Should I Go Through My Insurance Company After Being Injured in a Fall?

Written by James Hirby and Fact Checked by The Law Dictionary Staff  

After you've been injured in a fall, you're likely to face a host of bills. For starters, you'll have to cover the cost of your medical expenses. Depending upon the severity of your injury, it's entirely possible that you'll face medical bills of $20,000 or more. After all, the average "in and out" U.S. emergency room visitor pays $1,000 for the services that he or she receives. A typical overnight hospital stay can cost between $5,000 and $15,000. Even simple procedures like setting a broken arm or stitching up severe lacerations can cost thousands of dollars.

If your fall was particularly serious, you could face recurring outlays like follow-up hospital visits, physical therapy sessions and home medical supplies. To make matters worse, you'll almost certainly receive multiple prescriptions for painkillers, blood thinners and other medications. If you need to refill these prescriptions multiple times, you could incur significant out-of-pocket expenses.
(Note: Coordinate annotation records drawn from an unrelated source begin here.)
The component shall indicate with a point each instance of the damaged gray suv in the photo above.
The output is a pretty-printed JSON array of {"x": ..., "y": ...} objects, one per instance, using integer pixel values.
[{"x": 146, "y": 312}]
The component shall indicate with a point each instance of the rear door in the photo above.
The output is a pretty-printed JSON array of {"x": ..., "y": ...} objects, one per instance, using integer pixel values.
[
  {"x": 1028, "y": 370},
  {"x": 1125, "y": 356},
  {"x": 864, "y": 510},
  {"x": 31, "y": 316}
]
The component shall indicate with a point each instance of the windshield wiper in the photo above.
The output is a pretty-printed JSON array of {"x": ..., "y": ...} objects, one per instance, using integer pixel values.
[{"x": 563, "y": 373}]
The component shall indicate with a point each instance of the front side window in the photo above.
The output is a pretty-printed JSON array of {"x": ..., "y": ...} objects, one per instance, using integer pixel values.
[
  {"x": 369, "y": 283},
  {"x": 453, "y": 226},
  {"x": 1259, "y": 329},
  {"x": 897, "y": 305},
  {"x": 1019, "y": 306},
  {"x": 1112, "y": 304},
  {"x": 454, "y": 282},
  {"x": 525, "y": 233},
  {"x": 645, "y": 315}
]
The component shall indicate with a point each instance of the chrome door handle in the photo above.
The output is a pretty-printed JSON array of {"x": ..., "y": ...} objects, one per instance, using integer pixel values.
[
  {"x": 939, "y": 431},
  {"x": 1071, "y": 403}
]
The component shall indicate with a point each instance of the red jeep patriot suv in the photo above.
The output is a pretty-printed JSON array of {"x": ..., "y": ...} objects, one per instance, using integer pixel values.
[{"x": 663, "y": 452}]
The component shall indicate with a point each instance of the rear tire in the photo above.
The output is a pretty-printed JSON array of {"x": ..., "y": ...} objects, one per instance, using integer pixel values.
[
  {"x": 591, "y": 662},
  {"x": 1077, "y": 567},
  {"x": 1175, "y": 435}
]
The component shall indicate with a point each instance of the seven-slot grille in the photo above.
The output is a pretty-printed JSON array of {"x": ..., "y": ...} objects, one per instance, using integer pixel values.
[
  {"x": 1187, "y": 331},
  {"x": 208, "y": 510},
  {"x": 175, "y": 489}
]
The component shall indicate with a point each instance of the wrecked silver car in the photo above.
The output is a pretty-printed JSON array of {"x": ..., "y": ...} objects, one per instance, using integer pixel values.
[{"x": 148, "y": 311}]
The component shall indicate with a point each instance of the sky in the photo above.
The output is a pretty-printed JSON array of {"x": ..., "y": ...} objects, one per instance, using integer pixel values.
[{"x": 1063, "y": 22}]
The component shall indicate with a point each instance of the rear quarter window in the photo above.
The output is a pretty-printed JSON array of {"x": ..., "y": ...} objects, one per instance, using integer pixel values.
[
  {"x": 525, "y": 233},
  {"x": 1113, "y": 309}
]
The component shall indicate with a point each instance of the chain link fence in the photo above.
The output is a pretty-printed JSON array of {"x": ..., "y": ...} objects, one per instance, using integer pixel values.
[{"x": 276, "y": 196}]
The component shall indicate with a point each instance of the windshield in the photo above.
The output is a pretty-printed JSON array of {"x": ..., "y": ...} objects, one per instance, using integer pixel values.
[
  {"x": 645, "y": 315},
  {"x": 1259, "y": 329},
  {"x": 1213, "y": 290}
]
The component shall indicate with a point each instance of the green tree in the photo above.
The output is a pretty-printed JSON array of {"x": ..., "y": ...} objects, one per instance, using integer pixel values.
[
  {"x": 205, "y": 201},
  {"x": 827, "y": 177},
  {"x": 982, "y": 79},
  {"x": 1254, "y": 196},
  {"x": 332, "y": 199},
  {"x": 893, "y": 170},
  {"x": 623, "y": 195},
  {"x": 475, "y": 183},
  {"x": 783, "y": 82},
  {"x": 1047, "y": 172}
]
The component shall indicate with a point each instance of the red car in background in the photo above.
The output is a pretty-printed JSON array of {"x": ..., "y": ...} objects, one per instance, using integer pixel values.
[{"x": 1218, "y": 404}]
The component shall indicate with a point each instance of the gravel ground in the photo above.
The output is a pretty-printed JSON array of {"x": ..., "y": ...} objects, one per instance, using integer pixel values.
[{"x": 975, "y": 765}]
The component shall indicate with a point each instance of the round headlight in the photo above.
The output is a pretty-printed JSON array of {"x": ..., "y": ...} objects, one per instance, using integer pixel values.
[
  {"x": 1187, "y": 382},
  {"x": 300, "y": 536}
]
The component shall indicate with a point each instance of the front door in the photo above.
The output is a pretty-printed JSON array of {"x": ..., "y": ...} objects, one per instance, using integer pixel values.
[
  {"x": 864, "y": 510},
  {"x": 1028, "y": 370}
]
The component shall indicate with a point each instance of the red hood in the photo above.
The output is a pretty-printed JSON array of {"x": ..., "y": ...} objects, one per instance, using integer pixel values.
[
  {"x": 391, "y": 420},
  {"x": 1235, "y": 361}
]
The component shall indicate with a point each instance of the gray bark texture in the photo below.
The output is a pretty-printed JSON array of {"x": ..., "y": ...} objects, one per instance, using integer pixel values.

If you have medical insurance, you'll need to file a claim and recoup these expenses. Depending upon the quality of your insurance policy, you may be entitled to receive free follow-up visits and prescription drugs. Although you'll probably have to pay for a portion of your hospital bills out of your own pocket, it's likely that your insurer will cover the bulk of your expenses. Depending upon the size of your deductible, you could face out-of-pocket charges of as much as $12,000 or as little as $500. Some gold-plated health plans eschew deductibles altogether.

It's possible that your health insurance provider will dispute some of the costs that you claim. For instance, it may require you to obtain a generic form of a certain prescription or visit a particular doctor for your follow-up visits. If you don't follow these restrictions, you could be forced to pay for these products and services out of your own pocket. However, the bulk of your care should be covered.

If you fell on your own property, your homeowner's insurance company probably won't pick up any of the medical costs associated with your injury. However, it may cover any property repairs or upgrades that must be made in its wake.

If you fell on someone else's property, the situation could become more complicated. Technically, you have the right to file an injury-related claim with the property's insurance carrier. However, this may cause your health insurance provider to withhold payments on your medical bills until the dispute has been settled. If you can't afford to wait, you may wish to avoid taking this route.